My role covers around 4000 clients with about 2500 regular clients of a cross-section of backgrounds. We have booked clinic and try to get appointments and plans for LARC (long active contraception) IUD or implanon, however, anything can happen in our clinic and each day is unique in women’s health.

The other day, a lady walked in and they are overdue for rheumatic heart disease review so we just got into gear and provided the full holistic primary health care including injections for the heart, contraception if needed and immunising the young child she had with her and booking primary health care review with a GP at a future date.

We often have emergency presentations, and we might need to work on them up in the community, stabilise and try to manage them in the community or they might need a hospital transfer. We focus on making the patients feel safe and focus on keeping them safe and secure.

If patients need heart surgery, they may need to travel to Adelaide, and we need to review this and make sure they get the care they need.

My role is particularly satisfying as I am able to give women choices for their contraception and help to ensure women’s health is a focus for them and that they have health plans in place for contraception, family planning and beyond.

Why did you decide to become a nurse practitioner?

When I was at Mornington Island, I had exposure to an NP and what they did. At the time I was working with a wonderful NP named Michelle Harvey (kidney NP), and her passion and skill really stood out to me. Michelle is a massive advocate for nurse practitioners, and that encouraged me to apply myself and explore the qualification for myself.

I was working with Penny Steel the NT Family Planning after I left the role with the RFDS in Cairns and really enjoyed that and then trained for IUD insertions - the last time I checked I was the first nurse in the Territory to complete that training - now we have a few inserters on board and it is great to be able to continue the service. I was worried that should Penny move on, the IUD option would be lost for my community and I wanted to ensure my community had the option to request this LARC should they wish to have it.

Being a midwife and an NP fits well together - we can focus on mother and baby, contraception, midwife support, handovers to primary health care team. We provide an extended scope of practice and offer a full set of skills for our patients. Now that I am a qualified NP it means that where ever I work I can offer a higher scope of service and care to my patients, and this means that rather than just prescribing medication, I can offer holistic primary health care with a wide array of skills.

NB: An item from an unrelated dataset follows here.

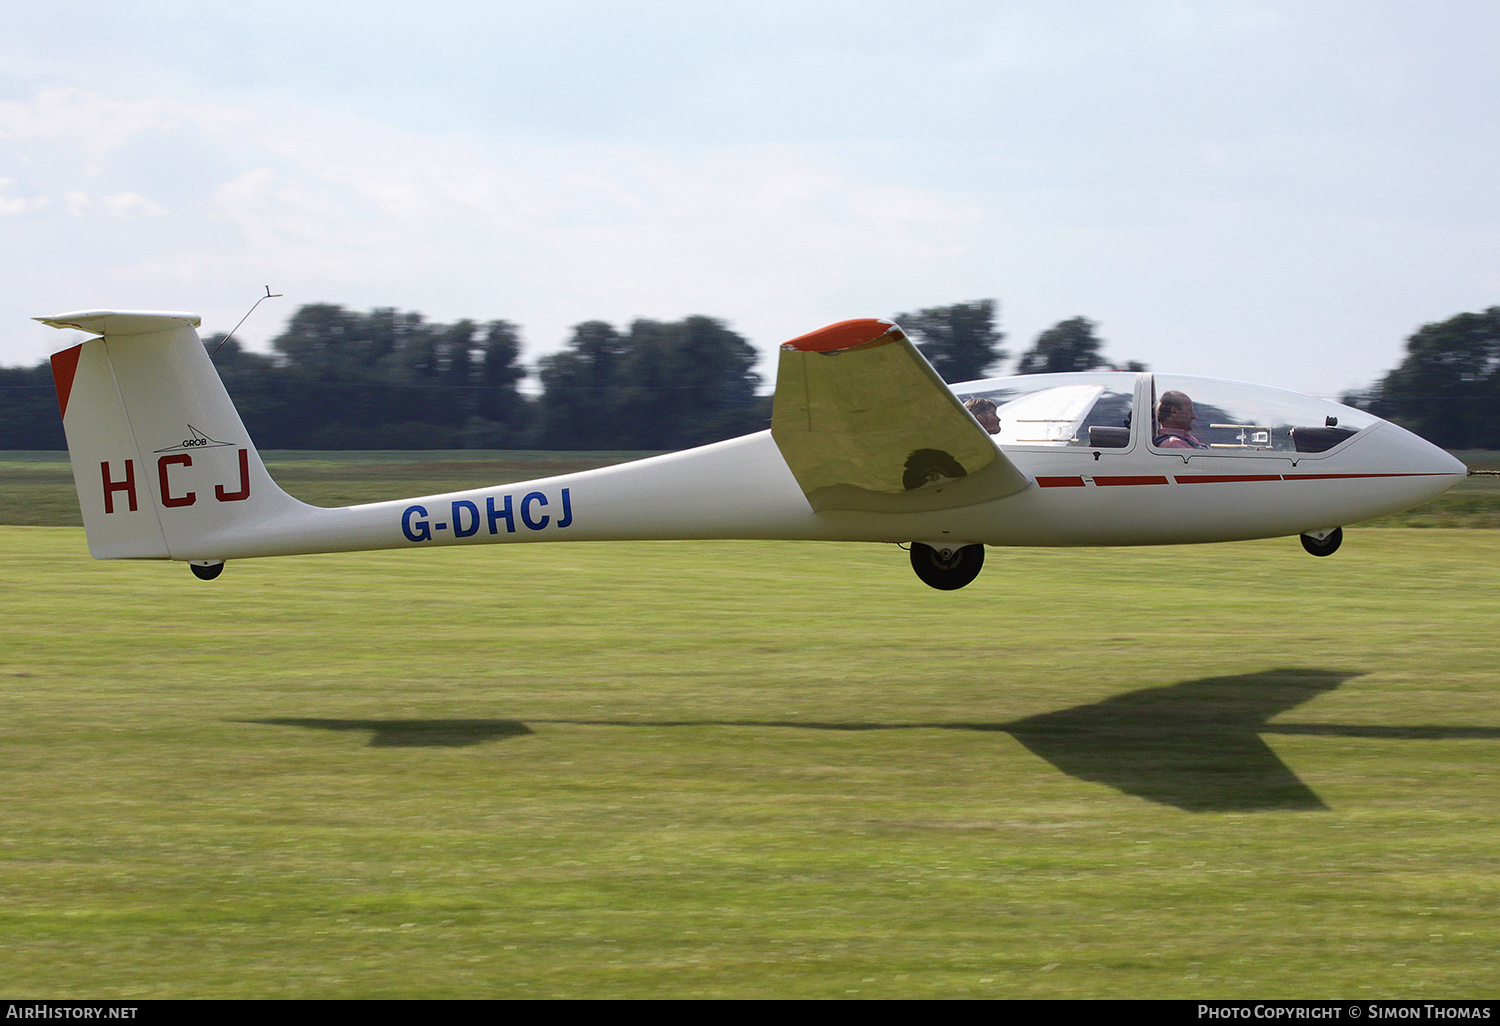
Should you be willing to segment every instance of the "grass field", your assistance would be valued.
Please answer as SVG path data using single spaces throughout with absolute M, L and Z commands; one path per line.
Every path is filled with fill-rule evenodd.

I had great role models throughout the lead up to my NP study, and I am proud to have had the opportunity to offer a better service to my community and offer a wide skill set. Becoming an NP was highly motivating for me I found the NP role to offer a huge scope that would suit the community I work in.

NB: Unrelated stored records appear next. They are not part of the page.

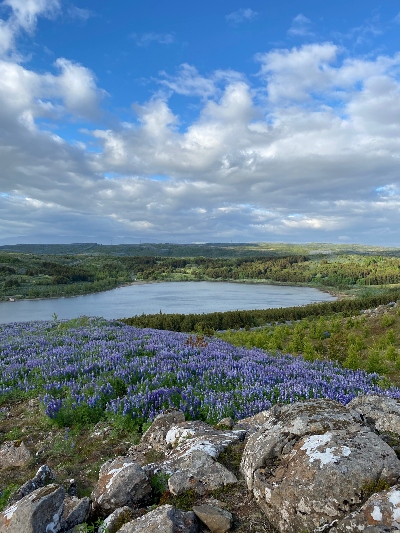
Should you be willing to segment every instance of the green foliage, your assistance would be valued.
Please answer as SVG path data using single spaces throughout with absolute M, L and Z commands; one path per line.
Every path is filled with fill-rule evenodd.
M 154 314 L 140 315 L 123 320 L 130 326 L 142 328 L 166 329 L 170 331 L 195 331 L 196 324 L 202 322 L 208 328 L 220 331 L 229 329 L 239 329 L 249 326 L 265 326 L 267 323 L 286 322 L 301 320 L 304 318 L 329 317 L 333 314 L 341 313 L 343 316 L 352 316 L 363 309 L 375 308 L 378 305 L 388 304 L 392 300 L 400 300 L 400 290 L 389 290 L 366 298 L 354 298 L 337 300 L 334 302 L 314 303 L 301 307 L 285 307 L 279 309 L 257 309 L 251 311 L 227 311 L 225 313 L 204 313 L 204 314 Z M 335 330 L 338 330 L 337 322 Z M 354 321 L 353 327 L 356 327 Z M 358 326 L 358 325 L 357 325 Z M 326 331 L 324 322 L 315 325 L 314 338 L 323 338 Z M 333 332 L 333 331 L 332 331 Z M 339 333 L 339 331 L 338 331 Z M 276 339 L 274 340 L 276 343 Z
M 161 496 L 159 505 L 173 505 L 182 511 L 191 511 L 193 505 L 195 505 L 196 500 L 198 499 L 198 494 L 194 490 L 188 490 L 183 494 L 174 496 L 169 491 L 165 491 Z
M 372 348 L 368 353 L 365 369 L 367 372 L 384 374 L 387 371 L 384 353 L 376 348 Z
M 396 319 L 392 315 L 383 315 L 381 324 L 383 327 L 387 328 L 389 326 L 392 326 L 395 323 Z
M 151 478 L 150 484 L 155 498 L 159 499 L 168 489 L 168 480 L 170 477 L 170 475 L 164 472 L 158 472 Z
M 0 493 L 0 512 L 7 507 L 8 500 L 17 491 L 18 485 L 11 483 Z
M 390 485 L 389 483 L 382 478 L 379 478 L 378 480 L 371 479 L 370 481 L 365 482 L 361 486 L 361 494 L 363 497 L 363 500 L 368 500 L 373 494 L 376 492 L 382 492 L 383 490 L 389 490 Z
M 94 523 L 87 523 L 84 522 L 83 524 L 79 524 L 78 526 L 75 526 L 74 533 L 96 533 L 99 529 L 99 527 L 103 524 L 104 520 L 101 518 L 97 519 Z M 102 533 L 107 533 L 107 528 L 102 528 Z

What are you hoping to achieve in your current role as an NP?

I would like to work as an NP in the current role in the areas that interest me - women’s health, planned pregnancy and long-acting contraception.

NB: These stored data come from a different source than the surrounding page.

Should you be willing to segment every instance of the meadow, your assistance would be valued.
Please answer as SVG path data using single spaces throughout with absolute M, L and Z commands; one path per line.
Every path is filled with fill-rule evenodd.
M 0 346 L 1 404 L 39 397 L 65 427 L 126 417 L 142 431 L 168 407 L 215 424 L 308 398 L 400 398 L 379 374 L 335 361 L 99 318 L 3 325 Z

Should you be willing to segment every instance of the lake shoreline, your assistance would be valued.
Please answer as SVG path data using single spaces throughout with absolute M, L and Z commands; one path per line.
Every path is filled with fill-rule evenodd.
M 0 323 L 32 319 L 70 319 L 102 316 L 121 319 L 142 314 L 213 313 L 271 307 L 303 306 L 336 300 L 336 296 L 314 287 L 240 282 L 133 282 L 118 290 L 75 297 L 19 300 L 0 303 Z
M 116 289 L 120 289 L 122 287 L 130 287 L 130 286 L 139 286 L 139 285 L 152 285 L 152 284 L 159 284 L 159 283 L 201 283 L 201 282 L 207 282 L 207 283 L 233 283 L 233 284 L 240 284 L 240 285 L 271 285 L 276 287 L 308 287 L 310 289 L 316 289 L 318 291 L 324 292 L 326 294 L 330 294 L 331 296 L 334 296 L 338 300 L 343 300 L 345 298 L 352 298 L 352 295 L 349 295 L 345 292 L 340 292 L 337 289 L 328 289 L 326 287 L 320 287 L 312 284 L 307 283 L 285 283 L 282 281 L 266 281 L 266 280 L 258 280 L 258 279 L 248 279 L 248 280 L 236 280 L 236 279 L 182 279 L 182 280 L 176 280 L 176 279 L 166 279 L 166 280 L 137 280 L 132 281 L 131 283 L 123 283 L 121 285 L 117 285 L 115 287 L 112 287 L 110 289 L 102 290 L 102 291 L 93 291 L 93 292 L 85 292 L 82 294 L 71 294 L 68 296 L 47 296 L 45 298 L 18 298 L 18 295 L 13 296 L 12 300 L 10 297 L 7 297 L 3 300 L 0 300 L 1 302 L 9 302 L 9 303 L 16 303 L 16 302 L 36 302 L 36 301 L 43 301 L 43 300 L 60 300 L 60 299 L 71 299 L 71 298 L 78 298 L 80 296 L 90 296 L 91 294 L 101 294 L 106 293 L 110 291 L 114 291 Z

I work closely with women who are not wanting to be pregnant, and the termination pathway is important to me - by providing women’s health care I can get the ball rolling and support them in this journey. Until recently we had to move women out of the state to help with terminations, which is difficult for patients and their families.

Child health, women’s health, diabetes and primary health care are my focus and having a good relationship with GPs - in the long term I want to continue to work on these professional relationships and grow the role of NPs in our community.

If you weren’t an NP, what would you be doing?

I have never wanted to do anything else. I have loved my career, and I am always encouraging other people.

When you’re a nurse, there are so many options and areas to work in and you can re-invent yourself a 1000 times.

I can’t imagine not being a nurse.

My English teacher in year 10 told me I was not university material and that has been a motivator for me. I am not an academic but quietly focused and having that connection with the community is amazing. I am so proud to do what I do and offer women, children and the greater community a service that works for them.